On Becoming a “No” Man

May 21, 2007 – 6:48 am |

In my work life I have always been easily describable as a “yes man.”  From what I have read in my glossy-covered magazines, women on the whole suffer in great number from this syndrome.  It seems we have a desire to answer all requests positively, to meet everyone’s demands, and to be all things to all people.  I suppose I’m no exception.

As a young associate I’d rarely turn down a request for my time or work.  Should a partner wander into my office, all matters were moved to the side, the legal pad was out, and I was tuned in.  It was a rare a request for immediate work or emergency assistance would be met with anything other than “Absolutely.  No Problem.
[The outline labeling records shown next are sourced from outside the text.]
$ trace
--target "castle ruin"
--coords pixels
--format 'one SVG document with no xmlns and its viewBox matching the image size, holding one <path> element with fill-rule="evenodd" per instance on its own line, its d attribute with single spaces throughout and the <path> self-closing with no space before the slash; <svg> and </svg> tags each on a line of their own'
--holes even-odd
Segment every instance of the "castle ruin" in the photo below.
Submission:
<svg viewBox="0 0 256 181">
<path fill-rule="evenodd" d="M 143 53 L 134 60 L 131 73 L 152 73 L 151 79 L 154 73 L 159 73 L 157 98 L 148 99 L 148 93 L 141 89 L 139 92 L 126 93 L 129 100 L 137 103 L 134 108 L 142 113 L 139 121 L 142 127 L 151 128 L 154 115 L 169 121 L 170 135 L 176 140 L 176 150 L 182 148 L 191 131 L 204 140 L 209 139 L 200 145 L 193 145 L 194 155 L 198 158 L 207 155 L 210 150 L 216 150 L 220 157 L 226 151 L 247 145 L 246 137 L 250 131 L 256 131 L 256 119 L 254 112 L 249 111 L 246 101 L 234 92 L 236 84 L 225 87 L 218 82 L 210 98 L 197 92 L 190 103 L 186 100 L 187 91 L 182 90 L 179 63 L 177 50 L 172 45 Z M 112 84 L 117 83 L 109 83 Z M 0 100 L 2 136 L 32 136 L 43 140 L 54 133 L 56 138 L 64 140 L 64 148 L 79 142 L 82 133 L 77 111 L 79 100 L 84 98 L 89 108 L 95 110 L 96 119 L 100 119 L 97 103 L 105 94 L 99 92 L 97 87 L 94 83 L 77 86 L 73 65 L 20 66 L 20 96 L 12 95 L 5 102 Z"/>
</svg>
I am happy to help.”  

It went without saying … Of course I can cancel all my personal plans - my plans to shop, date, bake, sleep, read, bathe and paint my toes.  Back then, usually flipping through those magazines, I would think I really need to learn to set boundaries.  I really need to learn to say “no.”    I just wasn’t sure how.

Turned out the answer was simple:  Have children.  

Fast forward three children later …and if I had a nickel for every “NO” or incarnation of “NO” I say during a day  … well needless to say I wouldn’t need to contemplate whether to stick some Google Advertising on this blog for extra cash.

“No you may not have [insert totally inappropriate sugar coated or filled item] before breakfast.”

“No, NO, NOO, [Kong], you may not [insert random, dangerous, life-threatening activity here].”

Of course, some “nos” are unavoidable and necessary in the job of protecting my children.  Certain requests (e.g. jawbreakers at 6 am or games that include sticking silverware in electrical outlets), simply cannot be accommodated.  But lately I’ve realized that my chorus of ‘nos’ seems to have grown to full harmonic proportions.  A woman who’s had past trouble drawing the line, I have now apparently grown more comfortable with setting the boundaries, and I wonder – at what cost?  

“Mom, can we get out the paint stuff?”
“Oooh, Maybe tomorrow… that’s so messy.”  

“Mom, You want to play Barbies?” 
“Sure, guys, but can you wait just ten minutes until I finish this [insert any task on the Google Lists.]

Or consider my reaction to my children entering the room while I’m chatting on an important personal call. Imagine if a partner had come into my office and I had said “Oh, Hold on one sec, sis,” and then moved the phone away while snapping something like … “You can see I am on the phone right now, what do you need?” 

There’s no doubt my obligations have grown and the time for myself for the shopping, dating, baking, sleeping, reading, bathing and painting my toes seems to continually shrink.  But, still, I can’t help but wonder why it’s sometimes much easier to draw the boundaries at home than at work.   I never would have guessed I’d someday aspire to be more of a “Yes Man.”